Without explicitly mentioning emerging donors like China and India, it also noted the need for "all Africa's development partners" to work toward a greater coordination.
"For the time being, the action plan is only a skeleton. The meat will come later," said Kitera, who is also personal representative of Prime Minister Yasuo Fukuda for Africa, promising "all the meat" will be presented at the conference.
"There will be lines (saying) the Africans will do this, Japan will do that, the World Bank will seek this," he added. "So, it will be a complete set of actions by TICAD, the partners and other organizations."
A Japanese ministry official stressed that Tokyo hopes to include specific numerical targets in the documents to "show concretely what kinds of contributions can be made." However, he remained ambiguous on whether that would include new aid pledges.
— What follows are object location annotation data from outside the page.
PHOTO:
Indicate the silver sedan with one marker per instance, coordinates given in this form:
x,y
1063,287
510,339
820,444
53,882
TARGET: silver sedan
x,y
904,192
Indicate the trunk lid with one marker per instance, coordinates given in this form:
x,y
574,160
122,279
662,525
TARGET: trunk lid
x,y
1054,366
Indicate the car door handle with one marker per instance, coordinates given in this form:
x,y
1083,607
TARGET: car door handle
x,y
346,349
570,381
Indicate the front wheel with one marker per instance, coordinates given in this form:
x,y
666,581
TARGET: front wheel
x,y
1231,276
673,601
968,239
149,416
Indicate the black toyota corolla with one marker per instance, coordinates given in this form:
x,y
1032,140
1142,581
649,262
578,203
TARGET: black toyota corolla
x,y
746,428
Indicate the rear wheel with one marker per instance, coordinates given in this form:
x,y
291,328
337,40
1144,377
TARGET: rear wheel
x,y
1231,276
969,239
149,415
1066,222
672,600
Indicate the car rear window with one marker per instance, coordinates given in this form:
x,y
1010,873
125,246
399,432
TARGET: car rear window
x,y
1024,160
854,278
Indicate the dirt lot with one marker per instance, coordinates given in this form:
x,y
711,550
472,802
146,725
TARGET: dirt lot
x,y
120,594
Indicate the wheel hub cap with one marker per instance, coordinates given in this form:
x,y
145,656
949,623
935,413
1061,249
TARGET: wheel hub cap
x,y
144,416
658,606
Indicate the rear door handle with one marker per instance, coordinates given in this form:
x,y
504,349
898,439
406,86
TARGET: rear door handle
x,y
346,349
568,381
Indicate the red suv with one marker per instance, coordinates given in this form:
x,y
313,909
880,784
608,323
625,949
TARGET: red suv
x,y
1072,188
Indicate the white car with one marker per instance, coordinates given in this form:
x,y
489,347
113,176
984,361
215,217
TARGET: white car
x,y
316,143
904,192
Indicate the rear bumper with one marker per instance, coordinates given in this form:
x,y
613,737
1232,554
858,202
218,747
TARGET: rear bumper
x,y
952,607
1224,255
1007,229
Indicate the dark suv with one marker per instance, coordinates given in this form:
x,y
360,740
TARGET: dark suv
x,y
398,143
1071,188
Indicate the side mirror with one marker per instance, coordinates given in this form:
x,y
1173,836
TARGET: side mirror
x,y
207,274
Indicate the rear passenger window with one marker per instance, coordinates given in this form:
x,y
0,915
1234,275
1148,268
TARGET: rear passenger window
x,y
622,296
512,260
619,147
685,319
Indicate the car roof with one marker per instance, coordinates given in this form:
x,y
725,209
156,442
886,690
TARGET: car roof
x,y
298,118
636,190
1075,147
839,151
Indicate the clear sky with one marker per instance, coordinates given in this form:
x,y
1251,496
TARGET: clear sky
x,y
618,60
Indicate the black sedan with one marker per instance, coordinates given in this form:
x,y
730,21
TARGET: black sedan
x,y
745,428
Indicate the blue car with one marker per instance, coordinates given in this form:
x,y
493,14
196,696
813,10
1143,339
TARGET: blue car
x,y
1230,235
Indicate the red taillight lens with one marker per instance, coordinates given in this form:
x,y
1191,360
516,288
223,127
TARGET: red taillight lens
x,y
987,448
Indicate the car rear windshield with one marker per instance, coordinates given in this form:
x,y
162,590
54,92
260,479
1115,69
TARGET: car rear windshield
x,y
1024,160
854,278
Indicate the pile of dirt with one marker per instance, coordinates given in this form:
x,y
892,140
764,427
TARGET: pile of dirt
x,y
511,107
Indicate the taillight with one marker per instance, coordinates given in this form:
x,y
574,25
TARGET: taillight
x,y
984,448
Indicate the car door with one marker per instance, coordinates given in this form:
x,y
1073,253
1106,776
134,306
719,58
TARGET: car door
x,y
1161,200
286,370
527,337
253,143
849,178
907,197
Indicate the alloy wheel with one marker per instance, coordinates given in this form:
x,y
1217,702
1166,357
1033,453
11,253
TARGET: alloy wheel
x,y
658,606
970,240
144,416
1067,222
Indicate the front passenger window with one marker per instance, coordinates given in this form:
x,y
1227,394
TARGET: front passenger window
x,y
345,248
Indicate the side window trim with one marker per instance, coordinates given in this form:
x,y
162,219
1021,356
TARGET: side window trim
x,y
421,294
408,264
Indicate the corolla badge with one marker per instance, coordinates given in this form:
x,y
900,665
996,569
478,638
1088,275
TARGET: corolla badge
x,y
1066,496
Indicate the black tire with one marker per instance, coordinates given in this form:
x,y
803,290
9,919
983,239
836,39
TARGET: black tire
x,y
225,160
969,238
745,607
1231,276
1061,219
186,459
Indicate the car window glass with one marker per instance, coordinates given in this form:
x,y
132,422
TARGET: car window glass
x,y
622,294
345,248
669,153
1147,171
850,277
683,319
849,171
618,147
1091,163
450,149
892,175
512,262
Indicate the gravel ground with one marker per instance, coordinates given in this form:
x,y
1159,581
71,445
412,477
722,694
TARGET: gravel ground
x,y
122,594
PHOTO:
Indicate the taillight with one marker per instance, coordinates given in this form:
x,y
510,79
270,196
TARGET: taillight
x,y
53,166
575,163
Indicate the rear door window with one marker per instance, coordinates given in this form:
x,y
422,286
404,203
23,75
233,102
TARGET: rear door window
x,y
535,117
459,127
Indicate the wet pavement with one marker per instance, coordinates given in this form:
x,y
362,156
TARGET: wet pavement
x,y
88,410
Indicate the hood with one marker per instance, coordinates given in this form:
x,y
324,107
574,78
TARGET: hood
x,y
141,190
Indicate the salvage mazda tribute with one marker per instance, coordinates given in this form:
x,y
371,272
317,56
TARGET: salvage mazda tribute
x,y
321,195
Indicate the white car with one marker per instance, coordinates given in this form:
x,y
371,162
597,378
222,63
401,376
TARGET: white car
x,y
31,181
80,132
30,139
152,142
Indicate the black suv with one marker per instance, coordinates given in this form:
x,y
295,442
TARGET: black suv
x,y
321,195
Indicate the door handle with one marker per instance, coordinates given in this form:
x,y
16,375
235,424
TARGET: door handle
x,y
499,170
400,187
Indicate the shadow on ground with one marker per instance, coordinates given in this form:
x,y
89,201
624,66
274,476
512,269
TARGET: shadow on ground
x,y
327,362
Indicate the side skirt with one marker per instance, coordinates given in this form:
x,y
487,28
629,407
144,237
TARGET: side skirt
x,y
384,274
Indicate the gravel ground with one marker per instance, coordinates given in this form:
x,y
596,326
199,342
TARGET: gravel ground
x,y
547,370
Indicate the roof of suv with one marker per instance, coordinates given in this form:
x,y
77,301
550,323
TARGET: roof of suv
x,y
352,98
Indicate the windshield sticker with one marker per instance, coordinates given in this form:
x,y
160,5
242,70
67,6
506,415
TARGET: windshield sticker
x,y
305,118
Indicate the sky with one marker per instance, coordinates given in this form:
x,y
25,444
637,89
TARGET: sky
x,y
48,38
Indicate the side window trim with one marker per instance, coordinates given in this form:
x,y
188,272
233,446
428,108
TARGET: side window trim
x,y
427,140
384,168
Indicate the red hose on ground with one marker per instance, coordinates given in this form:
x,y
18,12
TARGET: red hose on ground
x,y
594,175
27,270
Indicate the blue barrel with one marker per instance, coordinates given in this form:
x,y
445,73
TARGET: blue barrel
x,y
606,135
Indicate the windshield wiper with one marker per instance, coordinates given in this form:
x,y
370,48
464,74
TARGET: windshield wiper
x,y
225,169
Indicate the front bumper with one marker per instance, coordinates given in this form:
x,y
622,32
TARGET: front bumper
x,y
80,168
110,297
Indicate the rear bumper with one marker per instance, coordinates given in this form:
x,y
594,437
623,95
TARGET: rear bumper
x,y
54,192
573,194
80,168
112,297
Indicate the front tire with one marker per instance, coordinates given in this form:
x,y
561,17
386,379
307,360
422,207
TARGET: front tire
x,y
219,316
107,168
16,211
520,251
As for the follow-up mechanism, the three-tier structure will involve setting up a secretariat for information gathering, a joint monitoring committee to produce annual progress reports, and holding ministerial meetings to deepen discussions, according to the draft.
The official said TICAD participants have agreed to hold another meeting on April 27, a day ahead of the conference, at the ministerial level for final discussions on the action plan.
But expectations are low that the action plan will be as influential as the Tokyo Agenda for Action adopted at the 1998 TICAD meeting, which set specific targets and required actions by both Africa and development partners. The agenda later became the basis of the Millennium Development Goals adopted by the United Nations in 2000.
The hosting of its fourth TICAD conference this year will come as Japan, which has seen its foreign aid drop by 30 percent in 2007, struggles to maintain its influence in Africa in the face of rapidly expanding aid and investment on the continent from emerging donors, especially China.
Representatives of some 50 African nations, including about 45 heads of state and government, major donors, as well as regional and international organizations are expected to attend the TICAD in May. Japan, the United Nations, the U.N. Development Program and the World Bank co-organize the event once every five years.